Housing association Martlet Homes last week won an £8m case against contractor Mulalley in which the judge condemned “endemic complacency” in the construction industry over cladding fitted prior to the Grenfell Tower fire in 2017.
Judge Stephen Davies said builder Mulalley had to pay both to replace the cladding and for the waking watch that Martlet had employed as a fire safety measure.
This came despite the external wall insulation having been fitted between 2005 and 2008, long before the Grenfell fire.
Anna Comerford, associate solicitor at law firm Mansfield, said the ruling meant “the potential costs for the construction industry and building management companies alike are not going to be insignificant as forensic architects and solicitors are instructed to assist”.
The decision on recovery of waking watch costs meant developers could be pursued by the building management companies that organise these, rather than by leaseholders.

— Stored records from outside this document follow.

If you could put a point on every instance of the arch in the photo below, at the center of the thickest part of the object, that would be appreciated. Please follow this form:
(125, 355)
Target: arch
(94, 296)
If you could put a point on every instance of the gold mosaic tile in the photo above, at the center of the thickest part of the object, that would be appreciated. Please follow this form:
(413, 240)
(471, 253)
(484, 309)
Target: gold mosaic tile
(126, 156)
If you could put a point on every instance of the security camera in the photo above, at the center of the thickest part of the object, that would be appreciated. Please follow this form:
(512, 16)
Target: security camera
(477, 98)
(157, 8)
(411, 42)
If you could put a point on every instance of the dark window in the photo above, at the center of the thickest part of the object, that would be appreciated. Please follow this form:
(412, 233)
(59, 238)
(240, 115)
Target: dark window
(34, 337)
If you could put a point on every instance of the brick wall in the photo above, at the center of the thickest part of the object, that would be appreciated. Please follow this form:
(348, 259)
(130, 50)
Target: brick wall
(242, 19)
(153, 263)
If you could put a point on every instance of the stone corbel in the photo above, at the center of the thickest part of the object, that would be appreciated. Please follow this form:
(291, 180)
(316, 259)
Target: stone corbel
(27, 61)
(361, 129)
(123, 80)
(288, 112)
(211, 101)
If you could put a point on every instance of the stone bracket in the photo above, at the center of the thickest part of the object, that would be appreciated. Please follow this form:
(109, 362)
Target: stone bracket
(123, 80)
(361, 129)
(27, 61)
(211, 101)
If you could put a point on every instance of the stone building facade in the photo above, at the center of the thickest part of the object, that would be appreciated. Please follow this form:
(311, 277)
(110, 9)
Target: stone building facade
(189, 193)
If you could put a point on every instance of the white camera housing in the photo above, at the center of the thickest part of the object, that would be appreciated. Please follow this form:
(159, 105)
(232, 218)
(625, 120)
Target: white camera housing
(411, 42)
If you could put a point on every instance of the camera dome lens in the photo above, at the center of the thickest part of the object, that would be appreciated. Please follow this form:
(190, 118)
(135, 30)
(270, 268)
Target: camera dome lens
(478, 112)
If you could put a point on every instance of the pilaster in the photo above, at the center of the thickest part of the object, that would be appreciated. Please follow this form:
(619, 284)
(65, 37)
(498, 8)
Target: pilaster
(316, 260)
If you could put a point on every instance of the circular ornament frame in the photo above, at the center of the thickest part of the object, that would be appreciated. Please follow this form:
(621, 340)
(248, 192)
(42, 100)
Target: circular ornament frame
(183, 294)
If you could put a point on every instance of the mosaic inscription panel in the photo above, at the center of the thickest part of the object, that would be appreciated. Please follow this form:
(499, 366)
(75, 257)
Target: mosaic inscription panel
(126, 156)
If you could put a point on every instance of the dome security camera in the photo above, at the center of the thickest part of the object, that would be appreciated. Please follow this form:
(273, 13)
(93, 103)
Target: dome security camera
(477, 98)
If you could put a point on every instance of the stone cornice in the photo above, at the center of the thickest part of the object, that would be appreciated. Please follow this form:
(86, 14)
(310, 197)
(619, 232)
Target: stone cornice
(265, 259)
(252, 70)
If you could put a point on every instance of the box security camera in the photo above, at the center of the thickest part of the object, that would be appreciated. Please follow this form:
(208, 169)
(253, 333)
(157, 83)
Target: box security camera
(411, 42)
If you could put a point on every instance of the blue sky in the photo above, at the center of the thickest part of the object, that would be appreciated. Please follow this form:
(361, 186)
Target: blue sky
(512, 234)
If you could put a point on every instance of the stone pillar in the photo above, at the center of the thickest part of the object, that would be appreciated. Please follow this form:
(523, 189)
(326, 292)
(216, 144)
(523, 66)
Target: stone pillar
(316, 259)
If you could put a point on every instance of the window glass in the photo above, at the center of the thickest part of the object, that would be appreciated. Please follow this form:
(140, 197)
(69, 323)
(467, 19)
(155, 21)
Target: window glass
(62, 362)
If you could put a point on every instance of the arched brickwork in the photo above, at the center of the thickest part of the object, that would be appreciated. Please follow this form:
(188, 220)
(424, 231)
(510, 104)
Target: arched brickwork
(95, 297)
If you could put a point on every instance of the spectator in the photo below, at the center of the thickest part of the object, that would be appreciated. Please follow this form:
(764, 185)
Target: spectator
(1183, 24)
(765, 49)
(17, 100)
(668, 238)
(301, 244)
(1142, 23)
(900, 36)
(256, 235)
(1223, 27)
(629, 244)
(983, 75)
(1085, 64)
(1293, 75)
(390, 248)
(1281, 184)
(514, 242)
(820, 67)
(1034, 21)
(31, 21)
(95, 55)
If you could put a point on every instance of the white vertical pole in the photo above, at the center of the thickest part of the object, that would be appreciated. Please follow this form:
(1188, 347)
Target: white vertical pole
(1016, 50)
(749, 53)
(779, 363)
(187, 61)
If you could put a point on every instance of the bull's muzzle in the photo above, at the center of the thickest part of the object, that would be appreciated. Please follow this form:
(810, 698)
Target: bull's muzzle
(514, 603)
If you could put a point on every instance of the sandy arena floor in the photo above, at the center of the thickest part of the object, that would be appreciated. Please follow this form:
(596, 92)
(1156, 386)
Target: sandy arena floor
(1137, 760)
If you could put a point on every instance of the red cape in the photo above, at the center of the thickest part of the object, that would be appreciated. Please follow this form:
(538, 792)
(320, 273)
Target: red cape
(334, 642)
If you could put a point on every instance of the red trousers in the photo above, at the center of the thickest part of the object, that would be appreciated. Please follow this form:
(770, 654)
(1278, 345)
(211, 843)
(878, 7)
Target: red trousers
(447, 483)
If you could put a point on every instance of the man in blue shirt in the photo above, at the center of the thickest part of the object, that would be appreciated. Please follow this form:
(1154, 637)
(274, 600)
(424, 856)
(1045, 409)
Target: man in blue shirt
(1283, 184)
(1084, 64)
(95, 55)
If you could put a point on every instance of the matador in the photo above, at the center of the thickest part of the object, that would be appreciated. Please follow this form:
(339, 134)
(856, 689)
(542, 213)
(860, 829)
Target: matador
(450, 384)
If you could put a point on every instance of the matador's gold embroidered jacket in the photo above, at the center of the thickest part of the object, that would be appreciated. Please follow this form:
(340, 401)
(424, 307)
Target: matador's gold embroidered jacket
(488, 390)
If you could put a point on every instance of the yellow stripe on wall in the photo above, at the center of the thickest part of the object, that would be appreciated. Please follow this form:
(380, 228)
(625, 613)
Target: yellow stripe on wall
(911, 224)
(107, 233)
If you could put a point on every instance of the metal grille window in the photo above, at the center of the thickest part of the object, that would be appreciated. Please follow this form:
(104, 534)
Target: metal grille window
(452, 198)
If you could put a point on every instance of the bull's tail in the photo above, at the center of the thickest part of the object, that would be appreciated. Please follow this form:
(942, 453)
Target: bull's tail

She said: “Developers are required to fix buildings they had a role in developing or refurbishing even if they no longer own the building and management companies continue in their efforts to pursue developers, warranty providers and other third parties for costs.
“This is likely to affect the speed at which the works are going to be undertaken and create a shift in legal instructions from leaseholders to the management companies who are trying to attribute liability to historic claims, to establish if construction companies, architects and other third parties are still trading, [who] their insurance companies [are] and whether cover extends to this.”
David Savage, partner and co-lead of the construction and infrastructure sector at law firm Charles Russell Speechlys, said: “Although clearly fact-specific as any case is, this is an interesting and important case, for fairly obvious reasons given the number of similar points being taken in relation to Grenfell-related fire safety remediation cases currently.
“In particular, I would anticipate many will note the awarding of the ‘waking watch’ costs and the failure of the ‘it was an upgrade’ argument.”
Savage said the construction industry had suffered an “unflattering outcome arising from the evidence heard at the Grenfell public inquiry, [so] there will be many who will be pleased to see this first decision go the way that it did”.
“But that does not mean other decisions will necessarily go the same way. Judges will always seek to apply the law to the facts as they determine them,” he added.
Colin Jones, partner for construction and engineering at HCR Solicitors, said: “The company said it was working at a time when the regulations were different so it should not be responsible, but the court said it should have looked forward.
“This is going to have an impact, because it means people can’t hide behind what the rules were pre-Grenfell.”
Alex Delin, a senior associate at solicitor Fieldfisher, said: “Any individual or corporate entity with a legal interest in property which has been affected by fire safety concerns will be encouraged by the decision… not least because the budget of a replacement scheme as well as waking watch costs were deemed recoverable.”
He said it was also significant that Martlet had been allowed to dispute the specification of the cladding system, not just installation defects.
The judgement may, though, lead to a large increase in legal actions but not to actual court cases, Jones thought.
“Most [disputes] are settled by mediation or by agreements and the courts tend to get angry if a case comes to them where those routes have not been tried,” he said.